Des écoulements en temps sec à la plage
D’autres sources sont également identifiées comme l’une des sources polluantes de la plage, notamment les rejets d’oueds durant les périodes de pluie. Parallèlement, le réseau d’eaux pluviales, de par la présence d’un exutoire au niveau de la zone de baignade, peut être responsable d’apports de pollutions bactériologiques lors d’événements pluvieux. Néanmoins, cet exutoire présente des écoulements par temps sec (absence de pluie) dont l’origine et le débit sont inconnus, ce qui provoque périodiquement le mécontentement des estivants. À cela s’ajoutent les rejets d’eaux usées véhiculées par les cours d’eau débouchant sur la plage d’Agadir et leur impact sur la qualité de l’eau de baignade. Il s’agit au total de 5 cours d’eau, notamment Oued EL Ghazoua, Oued Tildi et Oued Tildi qui sont plus ou moins des petits cours d’eau alors qu’Oued Lahouar et Oued Souss sont de grands cours d’eau qui se jettent sur la plage en cas de précipitations et de fortes crues.

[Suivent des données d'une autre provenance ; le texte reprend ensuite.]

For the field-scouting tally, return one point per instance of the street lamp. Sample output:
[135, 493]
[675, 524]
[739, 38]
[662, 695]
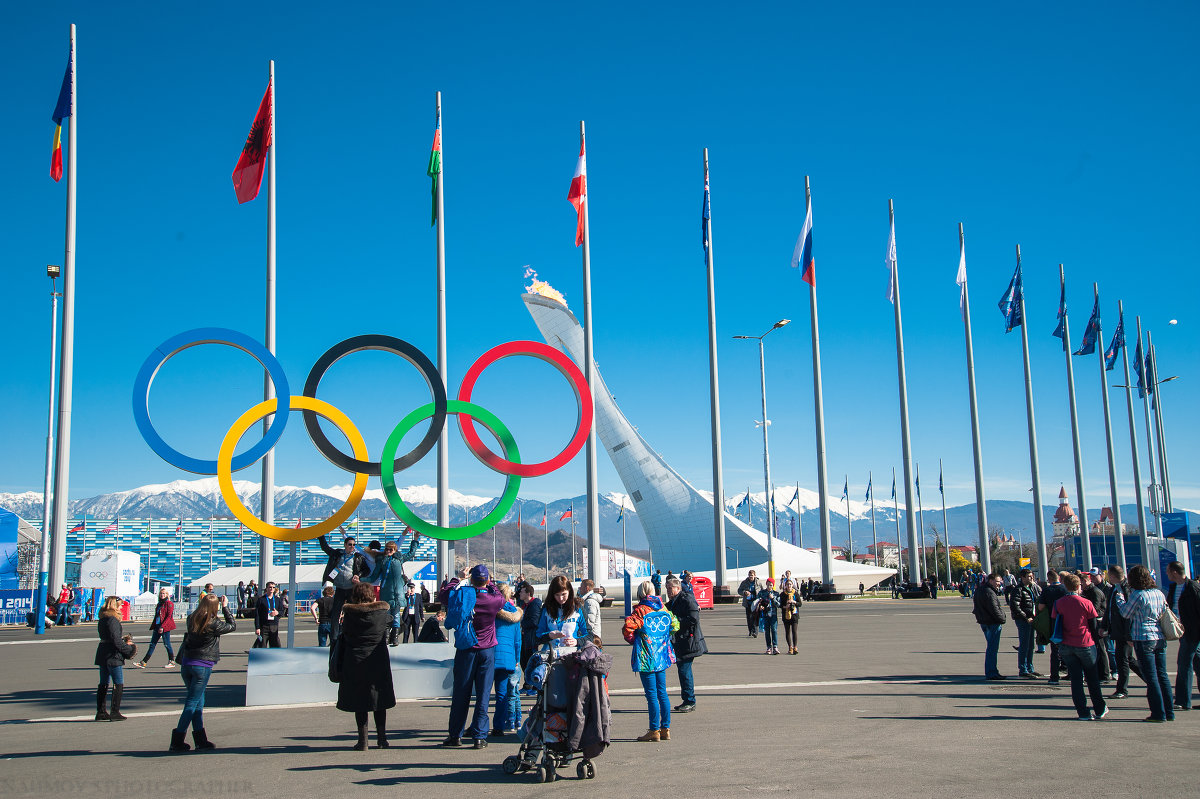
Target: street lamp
[766, 452]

Stations de refoulement et de relevage… des dysfonctionnements
L’autre source de pollution et non des moindres est l’impact engendré lors du dysfonctionnement des stations de refoulement et de relevage dans la zone touristique et balnéaire mais aussi dans le Grand Agadir en plus des rejets des eaux usées non totalement traitées par la STEP de M’Zar dans la mer, au sud de l’embouchure d’oued Souss. Par ailleurs, d’autres activités nuisibles affectent la qualité des eaux de baignade, notamment la présence d’animaux, notamment les chiens et les chameaux avec les balades à dos de dromadaires en plus de l’inadaptation des ouvertures des blocs sanitaires avec les activités ludiques et sportives des usagers sur la plage d’Agadir. Partant de ce constat, le profil des eaux de baignade d’Agadir avait déjà nécessité plusieurs actions (des mesures prioritaires et complémentaires) mais les sources identifiées de dégradation continuent toujours d’altérer la qualité des eaux de baignade en l’absence d’un plan de gestion intégré pour traiter l’ensemble des problématiques.